Quando a negociação coletiva retratar uma convenção coletiva de trabalho e houver supressão de direitos trabalhistas, as mesmas regras deverão ser observadas, em face da aplicação irrestrita do princípio da sinceridade e da boa-fé, muito embora seja difícil e complicado resolver através de suas cláusulas sindicais a singularidade econômica de determinada empresa, já que o raio de atuação da convenção coletiva é de amplíssimo espectro, pois torna obrigatória a observância de suas cláusulas sindicais para toda e qualquer empresa que esteja no âmbito de representatividade da categoria econômica acordante.

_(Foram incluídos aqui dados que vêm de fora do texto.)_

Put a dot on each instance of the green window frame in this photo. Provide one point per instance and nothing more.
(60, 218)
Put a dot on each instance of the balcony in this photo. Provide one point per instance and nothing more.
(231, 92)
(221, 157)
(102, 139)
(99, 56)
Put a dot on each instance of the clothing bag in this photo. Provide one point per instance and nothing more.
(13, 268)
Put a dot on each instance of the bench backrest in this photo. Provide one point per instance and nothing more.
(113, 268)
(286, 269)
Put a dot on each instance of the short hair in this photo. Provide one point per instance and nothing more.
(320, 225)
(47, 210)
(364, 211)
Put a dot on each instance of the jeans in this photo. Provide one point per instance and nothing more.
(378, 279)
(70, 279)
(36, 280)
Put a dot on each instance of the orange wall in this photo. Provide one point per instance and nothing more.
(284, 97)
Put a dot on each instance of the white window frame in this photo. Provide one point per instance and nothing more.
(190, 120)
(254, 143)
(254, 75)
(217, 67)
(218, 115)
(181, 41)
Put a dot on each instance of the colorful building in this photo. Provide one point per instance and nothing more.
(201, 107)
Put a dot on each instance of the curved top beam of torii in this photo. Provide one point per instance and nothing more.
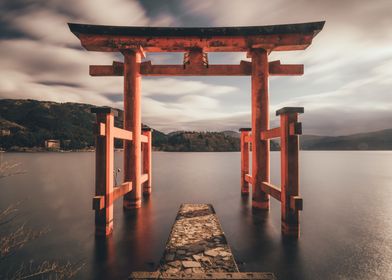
(284, 37)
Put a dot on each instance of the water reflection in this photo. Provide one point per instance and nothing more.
(346, 226)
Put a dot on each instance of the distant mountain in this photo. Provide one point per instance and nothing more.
(231, 133)
(377, 140)
(28, 123)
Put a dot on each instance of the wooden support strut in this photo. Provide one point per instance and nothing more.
(104, 163)
(260, 122)
(243, 69)
(132, 122)
(147, 161)
(244, 160)
(291, 202)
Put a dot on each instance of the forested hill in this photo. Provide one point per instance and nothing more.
(28, 123)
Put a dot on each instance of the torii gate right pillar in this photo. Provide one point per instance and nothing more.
(260, 122)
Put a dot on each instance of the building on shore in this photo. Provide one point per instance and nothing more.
(52, 144)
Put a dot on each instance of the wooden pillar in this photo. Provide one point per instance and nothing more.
(132, 122)
(244, 160)
(147, 148)
(260, 122)
(104, 158)
(289, 170)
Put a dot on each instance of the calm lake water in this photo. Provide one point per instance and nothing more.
(346, 225)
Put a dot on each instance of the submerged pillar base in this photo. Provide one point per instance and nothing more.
(104, 230)
(133, 204)
(290, 230)
(262, 205)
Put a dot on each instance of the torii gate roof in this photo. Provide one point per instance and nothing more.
(211, 39)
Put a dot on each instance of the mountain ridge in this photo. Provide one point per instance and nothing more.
(31, 122)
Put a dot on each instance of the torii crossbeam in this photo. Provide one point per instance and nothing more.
(257, 41)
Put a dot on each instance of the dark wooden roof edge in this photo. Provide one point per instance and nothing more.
(87, 29)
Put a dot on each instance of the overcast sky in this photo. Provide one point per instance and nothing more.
(346, 87)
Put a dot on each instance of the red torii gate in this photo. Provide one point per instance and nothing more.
(258, 42)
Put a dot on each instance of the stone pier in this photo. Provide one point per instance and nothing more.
(197, 249)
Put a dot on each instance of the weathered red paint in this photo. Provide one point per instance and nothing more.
(289, 175)
(244, 162)
(147, 147)
(242, 69)
(260, 122)
(104, 178)
(258, 42)
(132, 122)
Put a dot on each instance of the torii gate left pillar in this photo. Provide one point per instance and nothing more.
(132, 122)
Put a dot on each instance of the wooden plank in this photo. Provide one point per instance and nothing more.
(277, 69)
(296, 203)
(295, 128)
(115, 43)
(244, 162)
(122, 134)
(132, 122)
(144, 139)
(243, 69)
(101, 129)
(289, 172)
(147, 162)
(98, 202)
(119, 191)
(270, 133)
(248, 178)
(144, 178)
(272, 190)
(248, 138)
(260, 122)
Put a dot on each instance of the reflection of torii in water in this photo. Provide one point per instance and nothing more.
(258, 42)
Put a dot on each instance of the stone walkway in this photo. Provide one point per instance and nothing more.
(197, 250)
(197, 243)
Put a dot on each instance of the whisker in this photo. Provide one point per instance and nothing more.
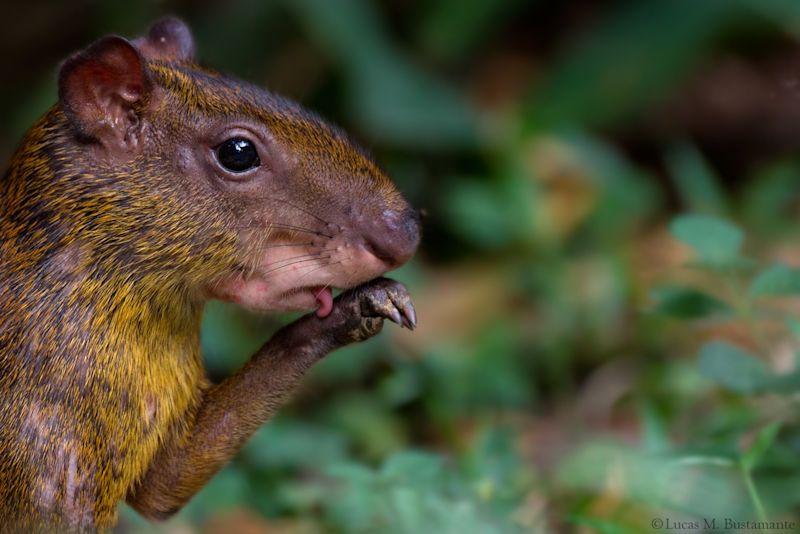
(282, 226)
(294, 263)
(295, 206)
(314, 254)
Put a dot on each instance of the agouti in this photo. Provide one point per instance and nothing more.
(152, 186)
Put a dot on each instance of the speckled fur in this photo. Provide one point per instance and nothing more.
(102, 388)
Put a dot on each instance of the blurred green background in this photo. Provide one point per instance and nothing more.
(608, 305)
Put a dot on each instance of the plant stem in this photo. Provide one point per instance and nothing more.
(754, 496)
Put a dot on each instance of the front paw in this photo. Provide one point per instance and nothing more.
(358, 313)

Repita-se: a via da negociação via convenção coletiva não se mostra muito adequada para corrigir desequilíbrios econômicos setoriais de determinadas empresas, porque referindo-se a toda uma categoria econômica e profissional, torna-se difícil na prática separar o joio do trigo, ou seja, separar as empresas em situação de crise econômica das empresas em situação econômica saudável e, havendo disparidade de situação financeira entre as empresas que integram a categoria econômica, fica difícil, se não impossível, conciliar no mesmo instrumento coletivo os interesses econômicos de umas e de outras empresas.

A regra é a de que firmada a convenção coletiva todas as empresas que integrem a respectiva categoria econômica ficam automaticamente sujeitas às suas cláusulas sindicais, não havendo espaço para tratar de singularidades (pontos de crise ) que envolvam uma ou outra empresa.

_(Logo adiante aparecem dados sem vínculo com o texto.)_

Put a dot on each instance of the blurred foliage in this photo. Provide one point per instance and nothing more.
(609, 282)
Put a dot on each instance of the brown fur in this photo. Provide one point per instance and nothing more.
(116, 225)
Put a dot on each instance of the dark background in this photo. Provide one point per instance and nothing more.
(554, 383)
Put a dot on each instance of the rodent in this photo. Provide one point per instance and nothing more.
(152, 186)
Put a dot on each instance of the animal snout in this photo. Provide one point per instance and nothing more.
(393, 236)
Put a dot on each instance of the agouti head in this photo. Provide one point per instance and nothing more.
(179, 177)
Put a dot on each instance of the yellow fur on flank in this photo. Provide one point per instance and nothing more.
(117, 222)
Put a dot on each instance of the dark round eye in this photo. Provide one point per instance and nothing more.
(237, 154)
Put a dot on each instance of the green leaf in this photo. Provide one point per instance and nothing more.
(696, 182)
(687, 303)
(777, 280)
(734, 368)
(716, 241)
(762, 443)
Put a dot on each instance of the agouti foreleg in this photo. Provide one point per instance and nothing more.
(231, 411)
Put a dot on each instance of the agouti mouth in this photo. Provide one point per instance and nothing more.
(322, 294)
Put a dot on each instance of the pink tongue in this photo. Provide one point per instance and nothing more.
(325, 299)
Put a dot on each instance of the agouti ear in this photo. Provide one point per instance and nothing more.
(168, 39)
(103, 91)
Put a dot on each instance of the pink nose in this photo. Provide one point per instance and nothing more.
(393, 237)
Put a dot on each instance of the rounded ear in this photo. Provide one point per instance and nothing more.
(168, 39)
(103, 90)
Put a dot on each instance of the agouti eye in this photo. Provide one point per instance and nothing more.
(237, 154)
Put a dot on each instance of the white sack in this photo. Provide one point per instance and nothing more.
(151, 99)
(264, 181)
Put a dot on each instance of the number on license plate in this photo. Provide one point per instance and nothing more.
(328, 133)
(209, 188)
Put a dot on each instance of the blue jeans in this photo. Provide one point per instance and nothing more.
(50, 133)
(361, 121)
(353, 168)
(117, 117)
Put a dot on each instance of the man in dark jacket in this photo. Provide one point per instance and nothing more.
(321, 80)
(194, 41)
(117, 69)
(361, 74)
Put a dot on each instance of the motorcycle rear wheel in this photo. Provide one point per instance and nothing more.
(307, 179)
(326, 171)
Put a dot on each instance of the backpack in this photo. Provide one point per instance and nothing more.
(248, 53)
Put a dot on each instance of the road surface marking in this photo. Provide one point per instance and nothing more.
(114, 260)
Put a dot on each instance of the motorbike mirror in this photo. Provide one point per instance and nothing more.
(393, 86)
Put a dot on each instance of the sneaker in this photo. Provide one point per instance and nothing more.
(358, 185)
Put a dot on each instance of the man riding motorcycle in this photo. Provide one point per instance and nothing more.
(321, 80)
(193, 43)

Seja micro empresa ou multinacional, não importa, as cláusulas sindicais obrigam no mesmo nível umas e outras, daí porque a convenção coletiva não é o melhor instrumento para flexibilizar condições de trabalho e debelar crises econômicas setoriais.

O melhor caminho, como dito, é o do acordo coletivo, porque o mesmo sendo ajustado entre o sindicato da categoria profissional e a empresa diretamente, tende a possibilitar a criação de cláusulas sindicais flexibilizadoras que possam retirar a empresa acordante de sua crise econômica, propiciando-lhe reafirmar-se no cenário da economia de mercado.

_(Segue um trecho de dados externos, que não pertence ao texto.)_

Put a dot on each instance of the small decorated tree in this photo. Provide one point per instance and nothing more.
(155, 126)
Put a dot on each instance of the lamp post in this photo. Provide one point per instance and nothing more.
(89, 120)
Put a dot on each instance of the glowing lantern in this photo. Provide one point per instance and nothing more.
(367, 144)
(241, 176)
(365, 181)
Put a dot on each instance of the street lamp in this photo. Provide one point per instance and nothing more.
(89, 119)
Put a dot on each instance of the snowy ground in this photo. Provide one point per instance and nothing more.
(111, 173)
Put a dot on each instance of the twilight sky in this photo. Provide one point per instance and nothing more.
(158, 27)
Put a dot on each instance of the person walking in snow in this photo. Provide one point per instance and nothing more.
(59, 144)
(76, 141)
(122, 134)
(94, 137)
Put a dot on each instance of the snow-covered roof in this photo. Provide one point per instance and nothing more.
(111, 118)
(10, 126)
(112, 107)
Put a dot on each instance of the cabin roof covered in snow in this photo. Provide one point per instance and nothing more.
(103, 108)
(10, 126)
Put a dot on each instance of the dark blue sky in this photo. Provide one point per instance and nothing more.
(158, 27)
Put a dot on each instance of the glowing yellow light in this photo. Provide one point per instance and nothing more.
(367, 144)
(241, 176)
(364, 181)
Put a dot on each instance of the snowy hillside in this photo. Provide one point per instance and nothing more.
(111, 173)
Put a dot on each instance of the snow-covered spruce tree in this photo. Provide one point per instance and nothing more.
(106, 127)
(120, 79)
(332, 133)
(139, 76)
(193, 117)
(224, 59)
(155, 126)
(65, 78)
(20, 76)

As regras até aqui mencionadas possibilitam aos atores sociais, patrões e empregados, encontrarem meios justos e equilibrados de resolver a situação de crise da empresa.

Mostra-se totalmente inviável a flexibilização ultra liberal de desmonte das garantias trabalhistas como tem sido apregoado no cenário nacional, onde se clama que o negociado prevaleça sobre o legislado.

Uma flexibilização desse jaez é incompatível com o Estado Democrático de Direito porque solapa pela raiz todas as garantias sociais dos trabalhadores alcançadas ao longo de árduos anos de lutas e de conquistas históricas, além de ferir o minimo ético social e fazer retroagir o direito do trabalho aos tempos do liberalismo econômico, onde prevaleciam condições indignas de trabalho que minavam a saúde dos trabalhadores porque, sejam homens ou mulheres ou mesmo crianças, todos eram obrigados a vender sua força de trabalho pelo preço de mercado que os detentores do capital estipulavam.

A negociação coletiva pode sim ser um instrumento de grande valia para superarmos a crise econômica brasileira, mas desde que idealizada de forma consciente e respeitosa do princípio da dignidade da pessoa humana e do não retrocesso de suas conquistas sociais mínimas.